A cet égard, il vous est rappelé qu'aux termes de l'article L112-2 du code de la propriété intellectuelle : « Sont considérés notamment comme œuvres de l'esprit au sens du présent code : 1° Les livres, brochures et autres écrits littéraires, artistiques et scientifiques ; (...) 12° Les plans, croquis et ouvrages plastiques relatifs à la géographie, à la topographie, à l'architecture et aux sciences ; (…) ». Constituent ainsi une œuvre d'architecture, les plans, les dessins, les études et les bâtiments considérés comme la reproduction des plans ou des maquettes (Cass. 1re civ., 8 janv. 1980, n° 78-12998: Bull civ. n° 17).
La commission souligne également que, pour être protégées par des droits de propriété intellectuelle, la jurisprudence exige que les œuvres de l’esprit se caractérisent par une certaine originalité, en ce qu’elles font apparaître l’empreinte, le style ou encore la personnalité de leur auteur, ou encore l’apport ou l’effort intellectuel de ce dernier. Elle en déduit que si l’autorité saisie l’informe qu’un tiers détenant des droits de propriété intellectuelle sur un document administratif en sa possession n’a pas donné son accord à la communication, il lui incombe de démontrer que le document sollicité constitue effectivement une œuvre de l’esprit, en fournissant des éléments circonstanciés justifiant son apport créatif. La commission estime qu’un simple renvoi aux stipulations contractuelles retenant cette qualification est, à cet égard, insuffisant (avis du 23 juin 2022, n° 20221454).
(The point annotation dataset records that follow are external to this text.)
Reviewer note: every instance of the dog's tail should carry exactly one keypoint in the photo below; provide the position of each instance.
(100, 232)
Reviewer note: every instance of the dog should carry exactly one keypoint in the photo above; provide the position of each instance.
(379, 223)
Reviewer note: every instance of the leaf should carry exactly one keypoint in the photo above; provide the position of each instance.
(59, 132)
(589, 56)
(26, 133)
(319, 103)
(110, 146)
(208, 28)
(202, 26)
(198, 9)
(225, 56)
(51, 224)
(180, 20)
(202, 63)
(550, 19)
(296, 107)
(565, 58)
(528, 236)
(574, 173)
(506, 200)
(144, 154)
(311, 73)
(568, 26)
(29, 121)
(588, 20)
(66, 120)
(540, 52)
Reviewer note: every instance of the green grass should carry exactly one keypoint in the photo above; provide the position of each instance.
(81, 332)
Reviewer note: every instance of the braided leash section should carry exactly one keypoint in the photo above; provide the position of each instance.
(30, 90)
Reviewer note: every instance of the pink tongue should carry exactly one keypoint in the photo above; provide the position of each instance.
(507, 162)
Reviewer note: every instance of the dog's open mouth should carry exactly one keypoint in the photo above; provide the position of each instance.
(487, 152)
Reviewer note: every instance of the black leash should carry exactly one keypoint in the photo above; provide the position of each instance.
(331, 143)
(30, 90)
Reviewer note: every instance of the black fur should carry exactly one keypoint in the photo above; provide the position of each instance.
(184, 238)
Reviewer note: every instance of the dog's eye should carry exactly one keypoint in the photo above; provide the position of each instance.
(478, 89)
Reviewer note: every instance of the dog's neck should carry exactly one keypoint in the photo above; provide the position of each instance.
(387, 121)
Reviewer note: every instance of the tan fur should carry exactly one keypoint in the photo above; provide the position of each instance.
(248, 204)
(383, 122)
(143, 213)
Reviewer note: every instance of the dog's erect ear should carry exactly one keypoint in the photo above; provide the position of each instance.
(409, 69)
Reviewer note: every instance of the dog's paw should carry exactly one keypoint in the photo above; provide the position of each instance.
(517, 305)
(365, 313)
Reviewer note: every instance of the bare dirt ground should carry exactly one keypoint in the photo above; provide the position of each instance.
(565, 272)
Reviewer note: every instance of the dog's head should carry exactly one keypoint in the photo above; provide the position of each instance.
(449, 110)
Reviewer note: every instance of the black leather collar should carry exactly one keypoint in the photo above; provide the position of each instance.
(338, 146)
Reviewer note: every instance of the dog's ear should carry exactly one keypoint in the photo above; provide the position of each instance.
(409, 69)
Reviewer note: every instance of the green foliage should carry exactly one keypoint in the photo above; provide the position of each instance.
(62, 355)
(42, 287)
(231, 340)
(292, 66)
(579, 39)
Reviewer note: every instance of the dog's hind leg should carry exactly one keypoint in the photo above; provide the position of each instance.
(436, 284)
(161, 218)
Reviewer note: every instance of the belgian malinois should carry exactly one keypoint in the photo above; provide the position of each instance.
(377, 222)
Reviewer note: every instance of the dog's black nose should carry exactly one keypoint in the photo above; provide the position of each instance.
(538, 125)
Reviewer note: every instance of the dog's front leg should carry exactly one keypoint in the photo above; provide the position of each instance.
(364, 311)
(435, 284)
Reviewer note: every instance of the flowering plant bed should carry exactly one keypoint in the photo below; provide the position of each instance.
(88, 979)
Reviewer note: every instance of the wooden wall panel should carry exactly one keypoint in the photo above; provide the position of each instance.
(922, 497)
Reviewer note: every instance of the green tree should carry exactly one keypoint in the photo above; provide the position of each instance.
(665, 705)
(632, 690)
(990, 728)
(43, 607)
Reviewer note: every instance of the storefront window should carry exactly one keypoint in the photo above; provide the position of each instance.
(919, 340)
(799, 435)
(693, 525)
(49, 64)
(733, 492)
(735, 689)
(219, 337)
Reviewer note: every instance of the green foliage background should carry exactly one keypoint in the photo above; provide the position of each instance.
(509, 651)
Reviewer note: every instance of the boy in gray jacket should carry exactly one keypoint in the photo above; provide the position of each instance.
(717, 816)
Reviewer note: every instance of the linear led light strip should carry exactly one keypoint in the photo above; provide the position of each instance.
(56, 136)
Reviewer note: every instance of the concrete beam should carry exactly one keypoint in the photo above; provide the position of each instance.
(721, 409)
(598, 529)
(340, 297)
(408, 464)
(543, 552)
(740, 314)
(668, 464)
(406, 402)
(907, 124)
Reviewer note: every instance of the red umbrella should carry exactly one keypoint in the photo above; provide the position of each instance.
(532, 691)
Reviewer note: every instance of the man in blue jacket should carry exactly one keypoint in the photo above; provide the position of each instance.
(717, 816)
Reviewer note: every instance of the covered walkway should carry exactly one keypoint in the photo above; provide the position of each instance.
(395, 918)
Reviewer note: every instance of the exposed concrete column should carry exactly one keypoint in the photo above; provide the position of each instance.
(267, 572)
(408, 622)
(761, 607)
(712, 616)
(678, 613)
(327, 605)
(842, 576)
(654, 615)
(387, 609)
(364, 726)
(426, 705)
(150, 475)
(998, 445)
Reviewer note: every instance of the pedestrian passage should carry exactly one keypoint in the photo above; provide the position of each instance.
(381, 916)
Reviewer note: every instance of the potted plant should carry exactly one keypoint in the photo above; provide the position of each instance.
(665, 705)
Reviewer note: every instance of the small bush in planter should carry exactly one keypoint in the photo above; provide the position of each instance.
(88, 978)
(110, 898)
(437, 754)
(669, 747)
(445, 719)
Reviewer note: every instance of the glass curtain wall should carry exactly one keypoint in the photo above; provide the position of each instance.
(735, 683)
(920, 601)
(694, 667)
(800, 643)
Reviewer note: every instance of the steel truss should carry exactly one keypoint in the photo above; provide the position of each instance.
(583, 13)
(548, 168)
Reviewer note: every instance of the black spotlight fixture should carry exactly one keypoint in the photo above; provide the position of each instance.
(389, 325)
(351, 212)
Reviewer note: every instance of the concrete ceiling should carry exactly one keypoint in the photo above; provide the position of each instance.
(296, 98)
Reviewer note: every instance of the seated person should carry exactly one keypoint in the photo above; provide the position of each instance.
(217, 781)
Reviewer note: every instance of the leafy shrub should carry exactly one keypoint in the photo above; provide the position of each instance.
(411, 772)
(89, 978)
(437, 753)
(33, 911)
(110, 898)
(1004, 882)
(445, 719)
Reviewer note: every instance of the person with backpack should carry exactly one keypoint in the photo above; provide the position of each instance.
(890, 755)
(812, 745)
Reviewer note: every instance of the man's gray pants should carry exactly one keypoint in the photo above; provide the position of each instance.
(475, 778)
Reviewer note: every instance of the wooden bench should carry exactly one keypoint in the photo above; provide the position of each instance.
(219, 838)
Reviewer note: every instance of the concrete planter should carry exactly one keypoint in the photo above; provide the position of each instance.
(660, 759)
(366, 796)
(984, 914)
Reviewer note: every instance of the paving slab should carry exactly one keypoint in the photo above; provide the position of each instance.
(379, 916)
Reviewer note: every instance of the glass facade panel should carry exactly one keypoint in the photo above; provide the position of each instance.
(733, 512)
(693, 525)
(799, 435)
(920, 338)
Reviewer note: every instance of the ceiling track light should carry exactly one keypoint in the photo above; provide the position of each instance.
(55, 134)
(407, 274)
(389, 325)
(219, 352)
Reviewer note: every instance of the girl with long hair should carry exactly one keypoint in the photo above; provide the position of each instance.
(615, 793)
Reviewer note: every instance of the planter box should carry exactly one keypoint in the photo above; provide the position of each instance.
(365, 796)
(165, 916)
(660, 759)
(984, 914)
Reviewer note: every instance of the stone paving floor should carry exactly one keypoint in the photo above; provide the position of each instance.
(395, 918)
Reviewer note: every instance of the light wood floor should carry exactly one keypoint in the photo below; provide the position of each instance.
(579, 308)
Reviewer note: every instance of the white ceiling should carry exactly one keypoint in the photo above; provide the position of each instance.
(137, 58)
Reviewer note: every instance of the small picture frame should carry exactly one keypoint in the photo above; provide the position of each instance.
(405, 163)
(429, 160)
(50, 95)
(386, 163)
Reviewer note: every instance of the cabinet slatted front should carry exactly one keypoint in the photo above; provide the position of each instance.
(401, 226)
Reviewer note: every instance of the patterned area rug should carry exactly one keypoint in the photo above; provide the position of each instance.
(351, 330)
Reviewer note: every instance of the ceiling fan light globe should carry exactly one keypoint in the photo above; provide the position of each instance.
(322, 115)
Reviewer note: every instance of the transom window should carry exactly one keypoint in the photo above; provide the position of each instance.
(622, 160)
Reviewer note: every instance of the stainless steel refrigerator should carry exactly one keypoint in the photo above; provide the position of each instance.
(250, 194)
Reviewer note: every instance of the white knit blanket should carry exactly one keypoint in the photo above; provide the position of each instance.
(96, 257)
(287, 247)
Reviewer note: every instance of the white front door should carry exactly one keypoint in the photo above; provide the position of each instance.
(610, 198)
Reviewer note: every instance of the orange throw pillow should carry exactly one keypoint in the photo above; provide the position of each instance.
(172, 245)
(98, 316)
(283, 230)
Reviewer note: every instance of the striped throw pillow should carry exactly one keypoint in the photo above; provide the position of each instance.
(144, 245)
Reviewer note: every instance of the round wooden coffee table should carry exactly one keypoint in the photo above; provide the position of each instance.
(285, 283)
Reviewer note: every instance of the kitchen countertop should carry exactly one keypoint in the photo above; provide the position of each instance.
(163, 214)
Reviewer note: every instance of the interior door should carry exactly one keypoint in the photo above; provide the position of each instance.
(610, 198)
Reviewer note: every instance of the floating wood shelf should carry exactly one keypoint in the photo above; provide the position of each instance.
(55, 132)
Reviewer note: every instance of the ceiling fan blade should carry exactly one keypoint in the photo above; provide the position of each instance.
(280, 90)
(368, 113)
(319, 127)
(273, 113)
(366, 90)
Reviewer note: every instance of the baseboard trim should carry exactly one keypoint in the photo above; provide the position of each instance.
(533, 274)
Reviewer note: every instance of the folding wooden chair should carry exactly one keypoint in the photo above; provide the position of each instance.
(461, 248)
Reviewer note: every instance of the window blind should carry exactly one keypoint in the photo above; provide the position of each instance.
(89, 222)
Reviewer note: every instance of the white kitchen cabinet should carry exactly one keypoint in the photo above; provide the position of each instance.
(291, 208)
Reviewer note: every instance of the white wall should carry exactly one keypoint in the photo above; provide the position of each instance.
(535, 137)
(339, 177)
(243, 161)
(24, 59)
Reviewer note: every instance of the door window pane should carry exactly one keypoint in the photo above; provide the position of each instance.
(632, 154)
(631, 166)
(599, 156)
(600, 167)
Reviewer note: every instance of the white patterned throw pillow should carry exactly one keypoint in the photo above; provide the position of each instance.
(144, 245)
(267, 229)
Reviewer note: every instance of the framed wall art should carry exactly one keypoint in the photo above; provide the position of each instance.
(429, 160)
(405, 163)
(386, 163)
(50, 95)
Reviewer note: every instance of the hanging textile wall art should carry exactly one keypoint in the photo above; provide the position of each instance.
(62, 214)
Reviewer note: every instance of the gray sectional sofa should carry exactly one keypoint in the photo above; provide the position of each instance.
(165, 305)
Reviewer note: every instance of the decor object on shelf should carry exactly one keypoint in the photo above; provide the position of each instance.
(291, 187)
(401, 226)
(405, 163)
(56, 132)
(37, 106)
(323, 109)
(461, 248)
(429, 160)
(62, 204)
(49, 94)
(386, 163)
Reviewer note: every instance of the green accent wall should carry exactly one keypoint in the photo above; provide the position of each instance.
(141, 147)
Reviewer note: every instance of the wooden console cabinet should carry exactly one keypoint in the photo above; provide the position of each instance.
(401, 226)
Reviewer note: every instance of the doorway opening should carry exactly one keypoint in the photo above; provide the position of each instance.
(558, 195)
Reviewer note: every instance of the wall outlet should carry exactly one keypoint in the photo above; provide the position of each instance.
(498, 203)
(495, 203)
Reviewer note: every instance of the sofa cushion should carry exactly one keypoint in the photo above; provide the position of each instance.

A titre d'exemple, le Conseil d’État, avant l'entrée en vigueur de la loi du 17 mai 2011 qui a transféré la compétence en matière de responsabilité extra-contractuelle à l'ordre judiciaire (Tribunal des conflits, 7 juill. 2014, n° 3955, X c/ Département de Meurthe-et-Moselle, publié au Recueil Lebon), a exclu l'exercice du droit au nom, composante du droit moral, s'agissant de la rénovation intérieure des ailes Est et Ouest de la préfecture du Morbihan, qui a consisté en une consolidation des charpentes et planchers et un réaménagement des bureaux, qui ne présentait pas un caractère suffisamment original pour permettre à l'architecte mandataire du groupement chargé par le département du Morbihan de la maîtrise d'œuvre de cette rénovation de se prévaloir des dispositions précitées pour exiger que son nom fût inscrit sur la façade de la préfecture (CE, 6 mai 1988, X, n° 78833, mentionné aux Tables du Recueil Lebon).
En l’état des informations dont elle dispose, la commission vous recommande par conséquent de ne pas faire droit à la demande de communication dont vous êtes saisi, les documents sollicités étant protégés tant au titre du secret des affaires que, selon toute vraisemblance, au titre des droits d’auteur.